The original version of this article was published in The Way 6, 1966, pp. 184-193.




[1]Cf arts. 5, 6, 10, 47, 81. Among the many excellent works on the paschal mystery that have appeared in recent years, mention should be made of an outstanding collection of essays in liturgical theology in La Maison-Dieu 67-68 (1961).

[2]2 Cor 5:21

[3]The eastern Church, in particular, has never been frightened of thus describing our transformation by grace: dearly the term needs using with discretion.

[4]'When we cry, Abba!
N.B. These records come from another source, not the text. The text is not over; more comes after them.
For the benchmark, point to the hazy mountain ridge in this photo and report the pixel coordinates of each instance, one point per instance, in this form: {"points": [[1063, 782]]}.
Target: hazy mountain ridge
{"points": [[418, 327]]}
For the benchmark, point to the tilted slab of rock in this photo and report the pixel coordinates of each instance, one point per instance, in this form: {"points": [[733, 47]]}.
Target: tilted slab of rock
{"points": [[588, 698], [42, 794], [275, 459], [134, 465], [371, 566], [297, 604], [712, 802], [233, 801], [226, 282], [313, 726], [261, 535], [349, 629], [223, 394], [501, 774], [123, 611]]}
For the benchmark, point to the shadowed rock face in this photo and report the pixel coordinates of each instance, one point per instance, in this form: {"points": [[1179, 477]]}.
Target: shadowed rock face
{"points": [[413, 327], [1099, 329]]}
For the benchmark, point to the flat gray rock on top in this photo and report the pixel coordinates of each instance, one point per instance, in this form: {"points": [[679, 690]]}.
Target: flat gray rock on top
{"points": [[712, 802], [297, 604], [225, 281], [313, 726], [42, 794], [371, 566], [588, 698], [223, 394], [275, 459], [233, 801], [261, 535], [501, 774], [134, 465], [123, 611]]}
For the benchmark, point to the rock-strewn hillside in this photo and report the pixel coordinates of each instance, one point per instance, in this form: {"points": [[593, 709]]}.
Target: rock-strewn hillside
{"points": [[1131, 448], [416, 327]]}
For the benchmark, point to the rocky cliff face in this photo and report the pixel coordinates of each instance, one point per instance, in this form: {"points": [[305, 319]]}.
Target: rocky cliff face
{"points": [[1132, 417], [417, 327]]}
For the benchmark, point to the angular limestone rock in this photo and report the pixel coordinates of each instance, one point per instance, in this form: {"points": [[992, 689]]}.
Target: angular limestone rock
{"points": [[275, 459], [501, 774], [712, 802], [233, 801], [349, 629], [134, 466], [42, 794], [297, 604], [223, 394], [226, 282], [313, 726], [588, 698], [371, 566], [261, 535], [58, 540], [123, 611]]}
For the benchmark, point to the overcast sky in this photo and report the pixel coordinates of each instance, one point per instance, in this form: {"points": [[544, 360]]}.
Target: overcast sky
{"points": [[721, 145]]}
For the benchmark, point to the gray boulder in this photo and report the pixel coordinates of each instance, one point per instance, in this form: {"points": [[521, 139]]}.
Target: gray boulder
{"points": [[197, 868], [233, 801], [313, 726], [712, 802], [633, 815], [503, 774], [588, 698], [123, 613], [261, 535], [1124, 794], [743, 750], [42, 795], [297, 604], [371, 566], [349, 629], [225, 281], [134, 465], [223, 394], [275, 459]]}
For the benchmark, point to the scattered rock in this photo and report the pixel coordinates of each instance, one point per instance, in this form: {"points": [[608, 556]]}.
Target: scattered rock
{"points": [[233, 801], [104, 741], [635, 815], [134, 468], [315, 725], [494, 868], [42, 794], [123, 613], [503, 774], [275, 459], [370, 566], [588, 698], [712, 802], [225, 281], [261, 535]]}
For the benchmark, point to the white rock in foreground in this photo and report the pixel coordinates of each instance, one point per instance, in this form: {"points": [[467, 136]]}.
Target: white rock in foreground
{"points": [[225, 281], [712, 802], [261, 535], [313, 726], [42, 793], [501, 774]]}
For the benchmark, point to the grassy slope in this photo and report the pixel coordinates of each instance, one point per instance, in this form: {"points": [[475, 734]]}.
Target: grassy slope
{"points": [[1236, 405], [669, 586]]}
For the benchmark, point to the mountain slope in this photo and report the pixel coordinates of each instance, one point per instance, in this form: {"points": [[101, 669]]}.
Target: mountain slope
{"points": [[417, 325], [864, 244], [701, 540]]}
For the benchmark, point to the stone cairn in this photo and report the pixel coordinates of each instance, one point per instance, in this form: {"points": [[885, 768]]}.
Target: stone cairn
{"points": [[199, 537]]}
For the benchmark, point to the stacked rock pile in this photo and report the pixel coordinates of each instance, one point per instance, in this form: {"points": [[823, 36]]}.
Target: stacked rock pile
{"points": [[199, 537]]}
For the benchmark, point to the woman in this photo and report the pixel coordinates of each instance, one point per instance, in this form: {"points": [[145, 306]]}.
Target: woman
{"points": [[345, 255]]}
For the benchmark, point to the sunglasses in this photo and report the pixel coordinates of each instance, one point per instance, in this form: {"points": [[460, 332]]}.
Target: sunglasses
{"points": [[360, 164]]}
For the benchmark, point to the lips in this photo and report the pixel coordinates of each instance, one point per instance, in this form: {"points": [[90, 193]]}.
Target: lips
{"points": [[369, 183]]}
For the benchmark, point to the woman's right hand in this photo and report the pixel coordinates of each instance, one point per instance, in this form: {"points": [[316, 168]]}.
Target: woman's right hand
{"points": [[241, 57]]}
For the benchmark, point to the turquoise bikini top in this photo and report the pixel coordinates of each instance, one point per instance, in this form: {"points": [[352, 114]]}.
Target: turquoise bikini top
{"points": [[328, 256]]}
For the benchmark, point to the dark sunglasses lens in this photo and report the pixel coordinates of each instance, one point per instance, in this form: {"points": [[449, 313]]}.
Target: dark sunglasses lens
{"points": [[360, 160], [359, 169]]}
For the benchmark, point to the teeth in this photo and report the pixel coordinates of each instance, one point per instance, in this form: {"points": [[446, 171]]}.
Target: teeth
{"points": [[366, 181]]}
Father! it is the Spirit himself bearing witness with our spirit that we are children of God', Rom 8, 15-16.

[5]Jn 7:39.

[6]Schillebeeckx, art. cit., p 352.

[7]. . . the actual Christian Pentecost is therefore an Easter event' (Schillebeeckx, art. cit., p 341).

[8]Schillebeeckx, art. cit., p 347. Cf Eph 1-2; Phil 2:5-11.

[9]Schillebeeckx, art. cit.,p. 348

[10]Cf e.g. Acts 4:31; 8:15-17; 10:44; 19:6.

[11]Cf Jn 20:21-23

[12]Schillebeeckx, art. cit., p 342.

[13]Gen 1:2; Ps l04:30

[14]Num 11:25; 1 Sam 10:6; Ezek 2:2; Zech7:12

[15]Isai 11:2.

[16]Acts 2;17; cf Joel 2:28-29; Isai 32:15-18; Ezek 37.

[17]Jer 31:33; Ezek 36:24-28. In regard to these texts, cf remarks above about the later rabbinic interpretation of the Jewish Pentecost as a covenant-feast.

[18]Acts 2:42-47

[19]Acts 2:4; cf 1: 8; Mt 10:17-20; Jn 15:26-27.

[20]Eph 4: 11-13 ; 1 Cor 12; cf Lumen Gentium, 4.

[21]Cf Jn 3:5-8

[22]Schillebeeekx, art. cit., p 357.

[23]Acts 2:4, 12ff.

[24]Cf l Cor 14: 1-25

[25]Acts 2:5-11

[26]Gen 11:1-9

[27]Acts 2:32-36

[28]Apoc 7:9

[29]Acts 1:8

[30] Lumen Gentium, I

[31] Ibid., 4; cf Apoc 22:17

[32] Cf Ibid., 7.

[33]Cf the end of the canon of the mass.